フランスで交通事故に遭ったらどうしたらよいでしょうか。どれだけ注意して運転したり、通行したりしていても事故に遭う可能性はあります。そして事故に遭った場合や、事故を起こしてしまった場合、そのことだけで気が動転してしまい、どう処理したらよいかわからなくなってしまうかもしれません。ましてや言語も社会も日本とは異なるフランスで、その場での事故処理、そして書類を作らなければならないのではなおさらです。
そこで今回は、不幸にして交通事故に遭ってしまったときに行わなければならない基本事項を紹介します。
1. 事故発生直後の基本事項
・落ち着く。車から出て深呼吸を10回。
・人身事故の場合、警察に連絡(番号:17)し、必要ならば救急車(番号:18)を手配する。
・けが人は救急車が到着するまで動かさない。車内のけが人も自動車火災発生の危険性がない場合は動かさない。
・事故現場の保存。警察を呼んだ場合は警察の指示があるまで動かさない。警察を呼んでいない場合は、両者が合意の上で事故車両を交通の妨げにならない所に移動させる。
・相手の免許証(Permis de Conduire)、車両登録証(Carte Grise)、保険証書(Carte Verte)、身分証明書を見せてもらい、ノートなどに書き写す。
・合意調書(Constat amiable)の記入にはボールペンを使用し、カーボン紙が入っているので2枚目も記されるよう十分な筆圧で記入する。
・保険会社または保険代理店には、すぐ電話で事故報告をする。
2. 人身事故の場合
・警察を呼ぶ。必要ならば救急車を手配する。
・軽症と思われても後日どんな不具合が発生するかわからないので、少しでも痛いところがあったり出血があったりする場合は、人身事故扱いにする(事故を起こし極度に緊張しているので、多少の痛みは感じていない可能性がある)。
・警察、救急車が到着したらその指示に従う。
・両者で合意調書の表側の記入を行いサインの上、各自が1枚ずつ保管し、その後合意調書の裏側を記入し、保険会社、または代理店に5日以内に送付する。

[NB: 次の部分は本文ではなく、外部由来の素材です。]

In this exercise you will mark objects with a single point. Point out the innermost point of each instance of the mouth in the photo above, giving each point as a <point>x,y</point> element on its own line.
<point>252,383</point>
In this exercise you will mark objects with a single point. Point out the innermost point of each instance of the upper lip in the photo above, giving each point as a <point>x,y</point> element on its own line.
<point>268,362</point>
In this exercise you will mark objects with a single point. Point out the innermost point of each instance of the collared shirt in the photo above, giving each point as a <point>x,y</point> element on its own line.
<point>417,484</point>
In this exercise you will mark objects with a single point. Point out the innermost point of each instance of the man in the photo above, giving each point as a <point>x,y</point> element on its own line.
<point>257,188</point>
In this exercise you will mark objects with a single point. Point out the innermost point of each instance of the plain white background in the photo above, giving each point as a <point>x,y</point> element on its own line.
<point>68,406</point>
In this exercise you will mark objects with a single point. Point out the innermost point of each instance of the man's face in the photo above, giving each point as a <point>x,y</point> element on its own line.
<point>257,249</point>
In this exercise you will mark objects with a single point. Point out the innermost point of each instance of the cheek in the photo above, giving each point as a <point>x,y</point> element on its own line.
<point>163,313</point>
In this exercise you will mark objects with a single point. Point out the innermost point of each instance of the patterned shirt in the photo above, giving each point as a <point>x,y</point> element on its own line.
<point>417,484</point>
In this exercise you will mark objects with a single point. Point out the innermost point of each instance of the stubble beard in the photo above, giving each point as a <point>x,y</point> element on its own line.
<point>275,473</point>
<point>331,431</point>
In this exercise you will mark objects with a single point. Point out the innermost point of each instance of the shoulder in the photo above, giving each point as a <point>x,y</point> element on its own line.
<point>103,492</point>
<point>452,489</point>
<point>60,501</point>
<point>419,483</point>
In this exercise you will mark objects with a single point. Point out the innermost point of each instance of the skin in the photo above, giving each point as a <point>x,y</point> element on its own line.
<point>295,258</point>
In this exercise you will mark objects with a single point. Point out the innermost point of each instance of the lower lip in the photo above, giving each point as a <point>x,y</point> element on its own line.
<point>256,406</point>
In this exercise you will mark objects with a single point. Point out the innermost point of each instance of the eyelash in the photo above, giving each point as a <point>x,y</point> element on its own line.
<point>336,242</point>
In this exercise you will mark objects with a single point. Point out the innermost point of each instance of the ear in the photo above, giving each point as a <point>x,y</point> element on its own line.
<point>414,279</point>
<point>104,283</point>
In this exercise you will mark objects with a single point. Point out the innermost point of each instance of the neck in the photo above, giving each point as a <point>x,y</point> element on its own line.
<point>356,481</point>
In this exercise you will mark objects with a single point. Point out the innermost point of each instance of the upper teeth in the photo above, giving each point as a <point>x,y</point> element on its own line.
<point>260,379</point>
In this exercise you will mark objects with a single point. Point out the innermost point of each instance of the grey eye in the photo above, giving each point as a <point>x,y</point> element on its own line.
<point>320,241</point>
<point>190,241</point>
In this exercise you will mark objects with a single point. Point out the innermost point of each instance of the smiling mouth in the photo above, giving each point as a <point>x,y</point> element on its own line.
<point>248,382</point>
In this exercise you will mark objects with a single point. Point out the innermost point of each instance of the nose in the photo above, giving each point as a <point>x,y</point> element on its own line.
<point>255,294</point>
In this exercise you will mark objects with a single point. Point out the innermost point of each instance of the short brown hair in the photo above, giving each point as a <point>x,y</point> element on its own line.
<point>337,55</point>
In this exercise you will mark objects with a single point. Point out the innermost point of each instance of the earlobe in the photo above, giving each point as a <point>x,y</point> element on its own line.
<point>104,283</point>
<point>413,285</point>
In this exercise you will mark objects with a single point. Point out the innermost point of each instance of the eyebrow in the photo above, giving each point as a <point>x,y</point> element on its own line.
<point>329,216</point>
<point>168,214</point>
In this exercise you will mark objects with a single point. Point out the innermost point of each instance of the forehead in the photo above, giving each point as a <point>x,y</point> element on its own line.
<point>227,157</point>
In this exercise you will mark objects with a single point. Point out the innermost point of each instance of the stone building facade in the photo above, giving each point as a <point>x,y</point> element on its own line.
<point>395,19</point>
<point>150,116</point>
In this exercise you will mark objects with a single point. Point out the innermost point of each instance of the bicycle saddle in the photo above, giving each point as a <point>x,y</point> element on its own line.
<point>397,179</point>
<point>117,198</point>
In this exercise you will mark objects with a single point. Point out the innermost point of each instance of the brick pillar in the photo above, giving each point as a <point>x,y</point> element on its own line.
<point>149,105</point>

・保険会社または保険代理店には、すぐ電話で事故報告をする。
3. 物損事故の場合
・基本的には警察を呼ぶ必要はなし。
・両者で合意調書の表側の記入を行いサインの上、各自が1枚ずつ保管し、その後合意調書の裏側を記入し、保険会社、または代理店に5日以内に送付する。
・保険会社または保険代理店には、すぐ電話で事故報告をする。
4. 合意調書の記入時の注意点
・合意調書はお互いがそれぞれに記入するものなので、相手がどのようなことを記入しても干渉してはいけない。また、こちら側が何を記入するか相手に干渉させてはいけない。
・合意調書の記入は必ず本人が行う。
・合意調書の表側の記入は納得するまで時間をかけて行う。
・合意調書の表側の記入が終了し、両者がサインのしたあとに1枚ずつ保管するが、その後は表側への新たな記入、訂正は絶対に行ってはいけない。
・合意調書の表側のA、Bにそれぞれ各人が必要事項を記入する(例:本人がA側を記入し、相手がB側に記入)。記入内容に漏れがないように注意する。
・合意調書の表側のAの部分にあらかじめ自分の情報で記入できることを書き込んでおくと、あわてている事故発生時に役立つ。
・スマートフォンのカメラなどで事故現場、ぶつかった箇所などの写真を撮り、保険会社、保険代理店に渡す。写真があると、保険会社、保険代理店が相手方との事故責任割合決定の交渉のときに話が有利に進むことがある。
5. 相手がいないときの合意調書の作成方法
自損事故、駐車場での当て逃げ事故、盗難など、相手がいない、または特定できないときは合意調書の表側はAの欄のみ記入し、それを保険会社または保険代理店に送付することになります。このときも事故発生時にすぐに電話にて事故発生の報告をして、期日以内に合意調書を送付しなければなりません。盗難の場合は警察の盗難証明も必要になります。また、盗難の場合は、合意調書の保険会社または保険代理店への送付が24時間以内になりますので注意が必要です。